The key to understanding what this statement does is the comma operator. The comma operator has lower precedence than all other operators. It evaluates all sub-expressions from left to right, then returns the value of the last one. So, for example,

int a, b;
b = (a=1, a+1);

would set b to 2.

So to answer your questions:

v9 is initialised as v6 + 4; but then v6 is modified to be a pointer LP_ret_GlobalLock_2 and finally v9 is check for being less than 0. Is that correct?

Yes.

When calculating v9 what value is used for v6? The LP_ret_GlobalLock_2 or the previous value?

The previous value.

Answer 4

If it is complied in C, then the expressions are evaluated from left to right. So when calculating v9, the initial value of v6 is used.

Eventually, v9 is checked against 0, so you're correct.

Simply put, the execution is equivalent to:

v9 = *(_DWORD *)(v6 + 4);
*(_DWORD *)v6 = LP_ret_GlobalLock_2;
return v9 < 0;

However, I would not recommend using the kind of intricated code you presented, which is hard to read and understand, and might be error prone when maintaining. Expanding the statements as standalone is much better.

Answer 5

The comma operator in C is the sequence operator. So, your assumptions are right.

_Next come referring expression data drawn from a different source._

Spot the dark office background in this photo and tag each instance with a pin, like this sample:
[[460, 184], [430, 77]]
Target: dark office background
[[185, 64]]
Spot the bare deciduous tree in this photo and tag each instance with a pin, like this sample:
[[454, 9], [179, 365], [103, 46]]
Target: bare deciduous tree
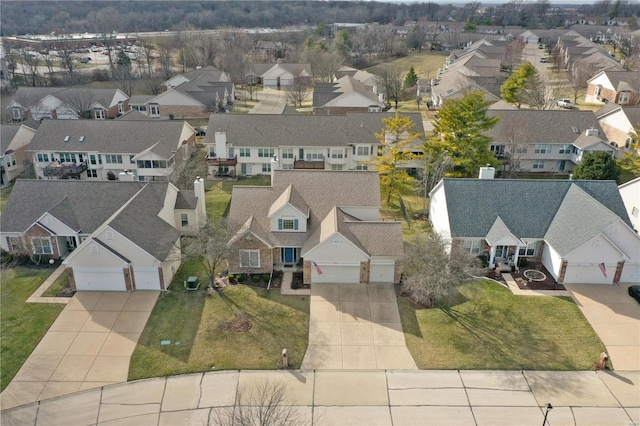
[[265, 404], [434, 270], [209, 247]]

However, note that the second assignment does not change v6. It changes v6[0], the value that v6 points to. The assignment of v9 reads from v6[4].

Answer 6

The variable v6 is a pointer as far as I can see. Also, I assume that _DWORD is a 32 bit quantity. This is the breakdown:

• v9 = *(_DWORD *)(v6 + 4): v9 is assigned to the 32 bit word following the 32 bit word pointed to by v6.
• *(_DWORD *)v6 = LP_ret_GlobalLock_2: The 32 bit word pointed to by v6 is assigned the value of LP_ret_GlobalLock_2.
• v9 < 0: The expression evaluates to v9 < 0, i.e. it is true if the 32 bit bit word following the 32 bit word pointed to by v6 is less than zero.

If _DWORD is an unsigned value v9 can never be negative and the expression is always false.